Es interesante destacar que Lualdi, tras las aserciones recogidas en las líneas anteriores, señalaba que no todos los judíos eran iguales, salvando de su requisitoria a compositores como Ernest Bloch o Arthur Honegger (pero, y significativamente, ignorando a Darius Milhaud, cuyo punzante bitonalismo no debía de resultar muy de su agrado). Ildebrando Pizzetti, por su parte, ya había insistido en idénticas ideas y, en Questa nostra musica, publicada en 1934, instaba a los jóvenes compositores al rechazo de toda posible influencia de Schoenberg y sus discípulos, dado que exhibían la “innaturale manifestazione di una libido cerebrale, la libido del così detto ‘pensiero puro’”. La contribución (y la responsabilidad) de estos músicos no debe dejarse de lado a la hora de valorar cómo Mussolini, ajeno en principio al antisemitismo hitleriano, acabó promulgando las leyes racistas de 1938. Por otra parte, el fascismo italiano había gozado en sus primeros días del apoyo y la simpatía de artistas de la talla de Aldous Huxley o Igor Stravinsky.
De este modo, y más allá de la consideración estética que pudieran merecer, el atonalismo y el serialismo, por inmediato contraste, cobraban verosimilitud como formas de una posible estética antifascista. Así y todo, en 1942 la Ópera de Roma puso en escena Wozzeck y la mantuvo en repertorio cuando los alemanes ya habían invadido el norte de Italia: fue Alfredo Casella quien promovió el estreno, y resulta interesante considerar cómo había sido repetidamente atacado por Schoenberg por razones estéticas (y no sin motivo): el autor de La donna serpente detestaba el Romanticismo, y encontraba que el autor de Pierrot lunaire era su último y más destacado exponente, en el sentido de que su obra era la definitiva liberación del cromatismo integral, que Casella entendía como sustancialmente anti-italiano.
Casella, miembro de la Sociedad Internacional de Música Contemporánea fundada en 1922 al igual que el propio Schoenberg, consideraba posible la coexistencia del fascismo y la libertad estética, cosa que el establecimiento de la República de Salò demostró definitivamente inviable: Pasolini lo expuso nítidamente en su postrero (y escalofriante) film.
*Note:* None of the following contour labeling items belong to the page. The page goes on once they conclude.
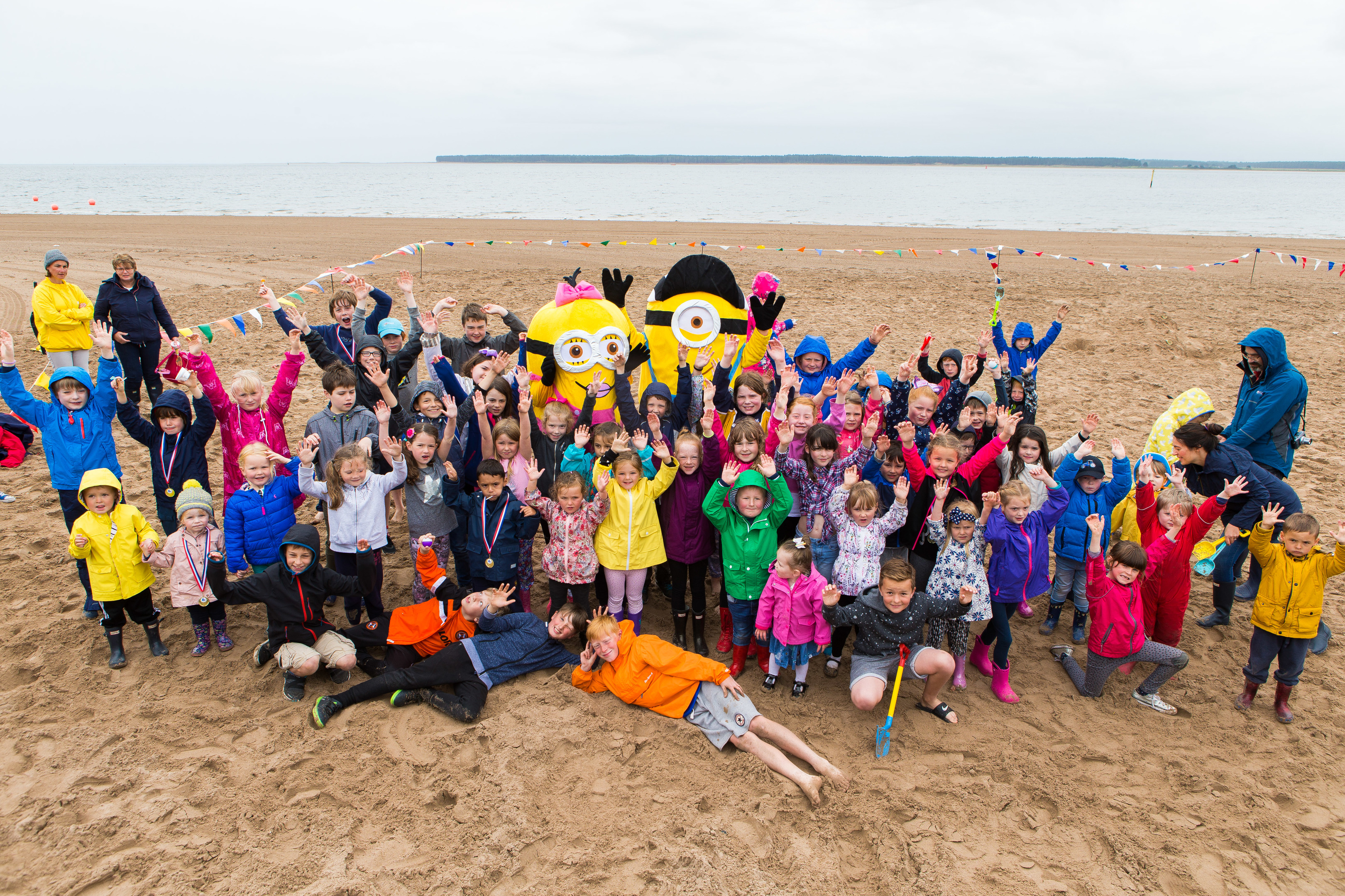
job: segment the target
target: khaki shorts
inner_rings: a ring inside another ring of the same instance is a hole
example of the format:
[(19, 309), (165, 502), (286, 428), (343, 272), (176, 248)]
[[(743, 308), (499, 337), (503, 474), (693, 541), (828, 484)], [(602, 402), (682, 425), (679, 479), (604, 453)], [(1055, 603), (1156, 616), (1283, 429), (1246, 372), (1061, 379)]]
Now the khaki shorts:
[(312, 647), (292, 641), (280, 645), (280, 650), (276, 652), (276, 662), (280, 664), (281, 669), (295, 669), (317, 657), (328, 666), (334, 666), (338, 660), (352, 656), (355, 656), (355, 643), (350, 638), (335, 631), (324, 631)]

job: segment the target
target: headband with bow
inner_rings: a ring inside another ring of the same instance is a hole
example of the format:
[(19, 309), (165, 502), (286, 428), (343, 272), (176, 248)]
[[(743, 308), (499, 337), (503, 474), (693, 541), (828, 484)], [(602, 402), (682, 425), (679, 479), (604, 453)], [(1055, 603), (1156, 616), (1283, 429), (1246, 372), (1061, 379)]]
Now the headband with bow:
[(952, 508), (948, 510), (948, 525), (956, 525), (959, 523), (975, 523), (976, 517), (967, 513), (962, 508)]
[(555, 306), (561, 308), (569, 305), (577, 298), (603, 298), (603, 294), (597, 292), (597, 287), (588, 281), (577, 281), (570, 283), (569, 281), (561, 281), (555, 285)]

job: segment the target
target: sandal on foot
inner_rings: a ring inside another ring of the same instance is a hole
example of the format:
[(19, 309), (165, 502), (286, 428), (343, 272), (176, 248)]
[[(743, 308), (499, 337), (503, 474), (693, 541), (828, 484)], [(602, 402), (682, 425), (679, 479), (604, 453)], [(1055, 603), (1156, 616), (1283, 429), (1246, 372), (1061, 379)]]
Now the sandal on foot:
[[(928, 712), (931, 716), (939, 716), (939, 719), (943, 721), (948, 721), (948, 716), (952, 713), (952, 707), (950, 707), (946, 703), (940, 703), (937, 707), (931, 708), (920, 701), (916, 701), (916, 709), (919, 709), (920, 712)], [(948, 724), (952, 725), (956, 723), (948, 721)]]

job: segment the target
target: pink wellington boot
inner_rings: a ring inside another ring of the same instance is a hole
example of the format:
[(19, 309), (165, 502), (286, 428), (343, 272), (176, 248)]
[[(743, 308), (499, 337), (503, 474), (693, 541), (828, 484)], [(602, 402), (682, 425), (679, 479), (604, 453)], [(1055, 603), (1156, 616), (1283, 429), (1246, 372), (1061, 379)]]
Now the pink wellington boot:
[[(976, 638), (981, 641), (981, 638)], [(952, 660), (952, 686), (958, 690), (967, 689), (967, 658), (954, 657)]]
[(971, 668), (983, 674), (985, 677), (991, 677), (994, 674), (990, 670), (990, 645), (987, 645), (981, 638), (976, 638), (976, 643), (971, 647)]
[(1018, 695), (1009, 686), (1009, 666), (1003, 669), (995, 666), (995, 673), (990, 678), (990, 690), (999, 697), (1001, 703), (1018, 703)]

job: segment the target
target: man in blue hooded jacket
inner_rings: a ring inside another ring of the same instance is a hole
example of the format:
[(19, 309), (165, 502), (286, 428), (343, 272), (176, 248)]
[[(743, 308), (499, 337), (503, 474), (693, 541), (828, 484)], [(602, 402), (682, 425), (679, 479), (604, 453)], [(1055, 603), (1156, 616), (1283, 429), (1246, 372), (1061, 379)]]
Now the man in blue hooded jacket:
[[(799, 343), (799, 348), (794, 352), (794, 369), (799, 373), (799, 394), (816, 395), (822, 391), (822, 384), (826, 380), (838, 377), (846, 371), (858, 372), (890, 332), (890, 326), (878, 324), (873, 328), (869, 339), (861, 340), (858, 345), (850, 349), (849, 355), (835, 364), (831, 363), (831, 349), (827, 347), (824, 339), (811, 333), (804, 336), (803, 341)], [(818, 412), (818, 420), (824, 420), (830, 412), (831, 399), (827, 398)]]
[[(1224, 430), (1228, 445), (1247, 449), (1263, 469), (1283, 480), (1294, 469), (1298, 426), (1307, 403), (1307, 380), (1290, 364), (1284, 334), (1260, 326), (1239, 347), (1243, 384), (1237, 390), (1233, 422)], [(1240, 564), (1239, 564), (1240, 566)], [(1239, 600), (1255, 600), (1260, 587), (1260, 564), (1252, 557), (1247, 582), (1233, 592)]]
[[(1041, 341), (1033, 341), (1032, 324), (1028, 321), (1018, 321), (1013, 328), (1013, 345), (1005, 341), (1005, 322), (997, 320), (995, 325), (991, 328), (991, 333), (995, 340), (995, 351), (1001, 355), (1009, 356), (1009, 369), (1003, 372), (1005, 376), (1022, 376), (1022, 365), (1030, 357), (1033, 361), (1040, 361), (1041, 356), (1046, 353), (1050, 344), (1056, 341), (1060, 336), (1060, 330), (1064, 329), (1065, 317), (1069, 316), (1069, 306), (1061, 305), (1060, 310), (1056, 312), (1056, 320), (1050, 321), (1050, 329), (1046, 334), (1041, 337)], [(1032, 379), (1037, 379), (1037, 368), (1032, 368), (1029, 373)]]

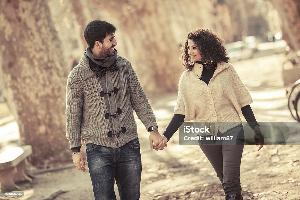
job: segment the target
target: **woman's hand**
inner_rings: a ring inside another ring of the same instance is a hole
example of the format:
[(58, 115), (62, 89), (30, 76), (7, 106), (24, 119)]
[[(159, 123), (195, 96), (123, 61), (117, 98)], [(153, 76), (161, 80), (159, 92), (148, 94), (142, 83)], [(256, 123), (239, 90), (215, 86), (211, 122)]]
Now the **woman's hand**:
[(262, 133), (260, 130), (259, 126), (256, 125), (254, 127), (254, 140), (255, 141), (255, 143), (256, 143), (256, 147), (258, 147), (257, 151), (259, 151), (263, 147), (264, 139)]

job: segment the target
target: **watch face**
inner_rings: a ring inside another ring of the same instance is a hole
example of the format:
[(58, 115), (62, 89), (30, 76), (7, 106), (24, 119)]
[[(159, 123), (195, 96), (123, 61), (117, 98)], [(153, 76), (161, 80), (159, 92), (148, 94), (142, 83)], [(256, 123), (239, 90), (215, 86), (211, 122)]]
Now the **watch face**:
[(154, 126), (152, 127), (152, 131), (153, 132), (157, 132), (158, 130), (158, 128), (157, 127)]

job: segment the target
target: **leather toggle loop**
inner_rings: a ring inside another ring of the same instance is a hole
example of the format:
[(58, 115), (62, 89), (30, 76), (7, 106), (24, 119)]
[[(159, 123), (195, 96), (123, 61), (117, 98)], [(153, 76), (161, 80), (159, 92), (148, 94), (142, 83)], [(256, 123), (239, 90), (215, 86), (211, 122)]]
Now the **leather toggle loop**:
[(107, 112), (104, 115), (104, 117), (105, 118), (105, 119), (109, 119), (110, 117), (112, 116), (113, 116), (114, 118), (116, 118), (117, 114), (118, 115), (121, 115), (122, 113), (122, 109), (121, 109), (121, 108), (118, 108), (117, 110), (117, 111), (112, 113), (112, 115), (110, 115)]
[(125, 127), (121, 127), (121, 130), (116, 133), (113, 133), (112, 131), (109, 132), (108, 133), (107, 133), (107, 136), (110, 138), (111, 138), (112, 137), (112, 135), (115, 135), (117, 137), (119, 137), (119, 136), (120, 136), (120, 134), (122, 133), (124, 133), (126, 132), (126, 128)]
[(104, 90), (102, 90), (100, 92), (100, 96), (102, 97), (104, 97), (104, 95), (108, 94), (108, 96), (110, 97), (112, 95), (111, 93), (113, 93), (115, 94), (116, 94), (119, 91), (119, 90), (117, 88), (114, 88), (113, 89), (109, 91), (109, 92), (105, 93)]
[(109, 131), (107, 133), (107, 136), (108, 136), (110, 138), (112, 137), (112, 131)]

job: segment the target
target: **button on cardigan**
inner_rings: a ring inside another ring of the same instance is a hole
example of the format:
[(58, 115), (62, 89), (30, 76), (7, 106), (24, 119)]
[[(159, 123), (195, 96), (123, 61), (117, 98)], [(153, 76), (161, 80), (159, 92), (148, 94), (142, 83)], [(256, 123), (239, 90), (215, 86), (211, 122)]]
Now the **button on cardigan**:
[(212, 126), (212, 132), (199, 135), (217, 135), (242, 122), (241, 108), (253, 103), (247, 88), (232, 65), (218, 63), (208, 85), (200, 79), (203, 66), (196, 63), (191, 70), (183, 72), (179, 81), (174, 115), (184, 115), (184, 120)]

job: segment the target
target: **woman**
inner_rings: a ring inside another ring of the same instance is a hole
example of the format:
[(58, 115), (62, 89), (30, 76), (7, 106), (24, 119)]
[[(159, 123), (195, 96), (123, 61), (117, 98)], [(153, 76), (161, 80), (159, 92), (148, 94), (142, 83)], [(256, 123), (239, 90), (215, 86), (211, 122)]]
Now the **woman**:
[(179, 80), (174, 115), (163, 135), (169, 141), (180, 122), (191, 121), (214, 124), (214, 131), (199, 135), (233, 136), (238, 144), (232, 141), (199, 145), (221, 181), (225, 199), (242, 199), (239, 176), (244, 132), (239, 115), (255, 131), (258, 151), (263, 138), (249, 105), (252, 98), (227, 55), (222, 40), (211, 31), (198, 29), (188, 34), (182, 55), (187, 70)]

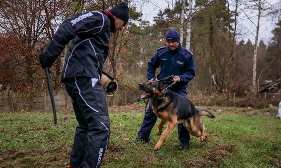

Pero, por esta vez, no concluiremos hablando de cine. ¶
José Luis Téllez
[Imagen superior: Fotografía de 1931 en Cambrigde. El musicólogo E.J. Dent está sentado en la mesa. Junto a él, el compositor polaco Grzegorz Fitelberg y el belga Désiré Defauw. Al piano está Alfredo Casella. Detrás de él, Charles Koechlin y el director de orquesta Adrian Boult. Y en el medio, apoyado en el piano, está Alban Berg.]